Version: 0.3.38
5. Simple Sorting#
- Lectures:
Lecture 2.5
(slides)
- Objectives:
Understand what is a sorted sequence and a few basic algorithms to sort
- Concepts:
Sequences (ADT), sort stability, insertion sort (algorithm), selection sort (algorithm), bubble sort (algorithm)
Sorting is I believe the classical problem in Computer Science, and especially in algorithms and data structures. There is probably more than a dozen sorting algorithms, and here, we look at three simple ones, namely selection sort, insertion sort, and bubble sort. Table 5.3 summarizes their runtime.
Algorithm |
Best |
Average |
Worst |
---|---|---|---|
Selection Sort |
\(O(n)\) |
\(O(n^2)\) |
\(O(n^2)\) |
Insertion Sort |
\(O(n)\) |
\(O(n^2)\) |
\(O(n^2)\) |
Bubble Sort |
\(O(n)\) |
\(O(n^2)\) |
\(O(n^2)\) |
5.1. What Is Sorting?#
Intuitively, sorting is putting things in order. There are many daily-life situations where we sort things. Here are a few examples:
When we play cards and arrange our hand of cards from the smallest to the highest
When we shop online, and we arrange products from the cheaper to the more expensive
When we prioritize our todo-list so that we work on the most important item first
Important
What does “bigger than” means? This depends on the problem at hand. Sometimes it is obvious: When we compare numbers (flight prices), or names, etc. Sometimes it is less obvious. For instance when we compare cards. Is the 8 of club “bigger” than the 2 of heart. It depends on the game.
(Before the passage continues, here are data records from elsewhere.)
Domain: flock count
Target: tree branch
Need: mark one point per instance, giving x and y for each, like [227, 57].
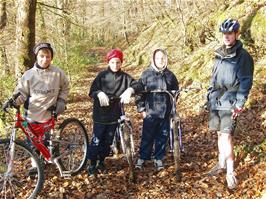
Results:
[54, 7]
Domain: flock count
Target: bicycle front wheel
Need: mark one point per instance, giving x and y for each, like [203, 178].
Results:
[73, 145]
[127, 135]
[177, 157]
[17, 182]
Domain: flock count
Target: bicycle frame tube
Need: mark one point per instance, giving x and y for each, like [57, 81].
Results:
[37, 142]
[11, 152]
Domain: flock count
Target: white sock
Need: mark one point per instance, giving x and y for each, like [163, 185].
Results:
[230, 166]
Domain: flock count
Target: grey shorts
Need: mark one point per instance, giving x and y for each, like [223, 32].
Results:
[221, 120]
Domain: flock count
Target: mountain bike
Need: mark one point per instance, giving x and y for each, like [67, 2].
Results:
[175, 136]
[65, 147]
[123, 139]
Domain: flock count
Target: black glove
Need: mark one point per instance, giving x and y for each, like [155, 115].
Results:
[6, 105]
[60, 106]
[206, 106]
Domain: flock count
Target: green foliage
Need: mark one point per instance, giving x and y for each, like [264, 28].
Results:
[257, 28]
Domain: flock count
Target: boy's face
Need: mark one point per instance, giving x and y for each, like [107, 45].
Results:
[160, 60]
[229, 38]
[44, 58]
[115, 64]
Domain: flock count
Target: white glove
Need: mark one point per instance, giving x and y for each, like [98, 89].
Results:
[103, 98]
[125, 97]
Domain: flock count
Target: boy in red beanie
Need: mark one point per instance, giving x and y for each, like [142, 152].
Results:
[111, 87]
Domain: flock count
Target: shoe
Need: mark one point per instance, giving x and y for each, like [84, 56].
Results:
[215, 170]
[32, 172]
[231, 181]
[139, 164]
[101, 166]
[158, 165]
[92, 170]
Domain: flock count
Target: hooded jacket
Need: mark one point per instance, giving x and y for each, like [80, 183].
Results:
[113, 84]
[156, 104]
[231, 79]
[41, 88]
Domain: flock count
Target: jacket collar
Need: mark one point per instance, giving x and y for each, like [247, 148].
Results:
[109, 70]
[224, 52]
[38, 67]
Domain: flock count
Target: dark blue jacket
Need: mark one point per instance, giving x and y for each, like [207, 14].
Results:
[113, 84]
[231, 78]
[156, 104]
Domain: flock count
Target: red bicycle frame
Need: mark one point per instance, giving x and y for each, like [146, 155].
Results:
[36, 138]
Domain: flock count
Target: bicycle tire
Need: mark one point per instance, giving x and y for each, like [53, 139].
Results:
[177, 156]
[116, 145]
[128, 150]
[73, 142]
[14, 186]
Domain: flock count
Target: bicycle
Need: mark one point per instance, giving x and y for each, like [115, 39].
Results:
[66, 148]
[124, 138]
[175, 136]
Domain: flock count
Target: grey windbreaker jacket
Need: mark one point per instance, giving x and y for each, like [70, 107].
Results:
[156, 105]
[231, 79]
[41, 88]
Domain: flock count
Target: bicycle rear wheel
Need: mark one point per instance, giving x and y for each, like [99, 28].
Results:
[177, 157]
[128, 149]
[18, 183]
[73, 145]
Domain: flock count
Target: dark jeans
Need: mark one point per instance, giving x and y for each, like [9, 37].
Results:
[102, 139]
[155, 132]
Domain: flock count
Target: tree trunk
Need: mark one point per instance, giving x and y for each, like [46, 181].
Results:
[3, 56]
[25, 35]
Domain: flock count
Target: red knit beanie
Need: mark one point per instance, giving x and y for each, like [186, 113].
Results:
[115, 53]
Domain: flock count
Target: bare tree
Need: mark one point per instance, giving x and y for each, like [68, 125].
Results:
[25, 35]
[3, 22]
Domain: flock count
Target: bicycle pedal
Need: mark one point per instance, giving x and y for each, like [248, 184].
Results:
[66, 175]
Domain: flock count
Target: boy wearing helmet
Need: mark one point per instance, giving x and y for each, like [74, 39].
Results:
[230, 84]
[155, 109]
[110, 88]
[42, 86]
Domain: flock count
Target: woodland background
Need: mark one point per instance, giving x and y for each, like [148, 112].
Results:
[82, 31]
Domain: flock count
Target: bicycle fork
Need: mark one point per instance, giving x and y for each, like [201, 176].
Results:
[172, 123]
[11, 154]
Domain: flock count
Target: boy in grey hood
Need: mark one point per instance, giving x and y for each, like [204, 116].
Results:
[155, 108]
[42, 86]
For us, sorting is just another procedure of our sequence ADT. It takes a sequence as input and yields another sequence where items are sorted. Here is a more formal definition:
- seq.sort(s: Sequence) Sequence #
Returns a new sequence \(s'\) that contains all the items from the given sequence \(s\), but ordered such that every item is smaller or equals than its direct follower.
- Pre-conditions:
None
- Post-conditions:
(sort-1) No item is added or removed from the given sequence \(s\)
\[length(s) = length(s')\](sort-2) Every item in \(s'\) comes from the given sequence \(s\)
\[\forall i \in [1, length(s)], \, get(s, i) \implies search(s', i) \neq 0\](sort-3) Every item in the resulting sequence \(s'\) is smaller or equals than its direct follower.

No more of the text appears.